Saturday, July 4, 2009

Palmer Fishman Industries at Art Around Adams


Palmer Fishman Industries, the artist collaborative made up of Otto Castillo and Jessica Hirst, presented Palmer Fishman's Recycled Lounge at the Art Around Adams Festival held in San Diego on June 6, 2009. The artists installed the equivalent of a living room with two seating areas on the ball field in front of the main stage. All of the pieces were reconstructions of discards left on the curb, mostly around Pacific Beach. Castillo and Hirst have become known for their imaginative transformations of everyday and found objects, with past projects including a jewelry collection made from bottle caps, corks, seeds and other ephemera, all in collaboration with dump-dwellers in Managua. The motto of Palmer Fishman Industries, "so much more than just trash," is just this side of twee cheekiness, appropriating the cadence of corporate shininess while attempting to subvert its mercantile motives.

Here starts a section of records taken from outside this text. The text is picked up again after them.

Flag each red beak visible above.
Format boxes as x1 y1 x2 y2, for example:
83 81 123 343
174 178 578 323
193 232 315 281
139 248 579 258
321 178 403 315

Visitors to the Lounge were invited to choose from a variety of seating options, including a LaZBoy loveseat stripped down to its skeleton, then polished and painted a shiny red, with somewhat disconcerting cushions made of clear vinyl stuffed with bubble wrap. The coffee table was a celebration of kitsch, its surface upholstered with turquoise longhair fake fur, and a centerpiece titled "In Case of Emergency Break Plastic". Inside one could see a copy of Sylvia Plath's The Bell Jar, a bottle of antidepressants, an R2D2 figure, and magnetic refrigerator letters spelling out "Om".

Palmer Fishman Industries crosses boundaries of design, installation, sculpture, participatory durational performance, and good taste. Not all of their experiments yielded attractive or indeed fully functional results, but their interactions with visitors were worthy of documentation and study. Several people spoke about loneliness, depression, and frustration with work, within five minutes of sitting down. Instead of prescribing pills, Palmer Fishman Industries offered one-word talismans in keeping with their re-use, transform philosophy: plastic bottle caps inlaid with computer keys reading "Shift...." "Home..." "Control..." and "Option". By removing these words from their daily context, the artists recapture alternative meanings, and in so doing challenge viewers (or clients?) to renew their perceptual possibilities.